Nevertheless, Simu joined the PNȚ, running as its candidate at the 1933 election. The following year, he was elected to its Alba County executive. From that point, he was exclusively involved in party work, no longer seeking office. In November 1934, at Cut, he led a group of priests in celebrating the liturgy, following which he delivered a speech; the occasion was the unveiling of a bust of Septimiu Albini, which 10,000 attended. In 1935-1936, he was vice president of the Alba County PNȚ, attending rallies and lavishing praise on party president Iuliu Maniu. Turning 60 in 1935, he had become a loyal activist, no longer clashing with the leadership.

===Communist onset and death===
In August 1946, with the Romanian Communist Party consolidating power, the PNȚ Alba chapter, representing the main faction still backing Maniu, met at a bank in Alba Iulia. Their purpose was to nominate candidates for the November election. Following a pattern of communist activists disrupting Peasantist gatherings, some 40 people broke into the bank and started beating those present.
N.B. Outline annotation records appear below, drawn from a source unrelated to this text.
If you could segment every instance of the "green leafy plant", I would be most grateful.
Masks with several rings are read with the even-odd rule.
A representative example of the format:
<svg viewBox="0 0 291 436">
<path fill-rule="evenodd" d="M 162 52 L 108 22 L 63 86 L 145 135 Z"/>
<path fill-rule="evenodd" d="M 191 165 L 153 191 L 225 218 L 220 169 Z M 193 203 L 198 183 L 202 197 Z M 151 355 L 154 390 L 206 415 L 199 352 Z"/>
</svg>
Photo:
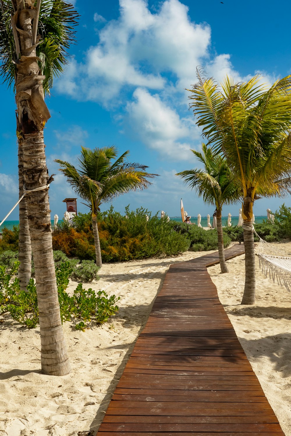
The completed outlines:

Simu, while trying to leave the room, was brutally beaten with a chair and an electric lamp.

Shortly thereafter, Simu retired from the priesthood. Most likely, the beating left him unable to carry out his duties. He departed Sebeș and moved in with one of his daughters at Alba Iulia, where he died two years later, just short of age 73. Simu was buried in the Maieri cemetery. Thus, he did not live to see the new communist regime outlaw his church several months later, nor the widespread campaign of persecution it launched against its clerics, and against non-communist politicians.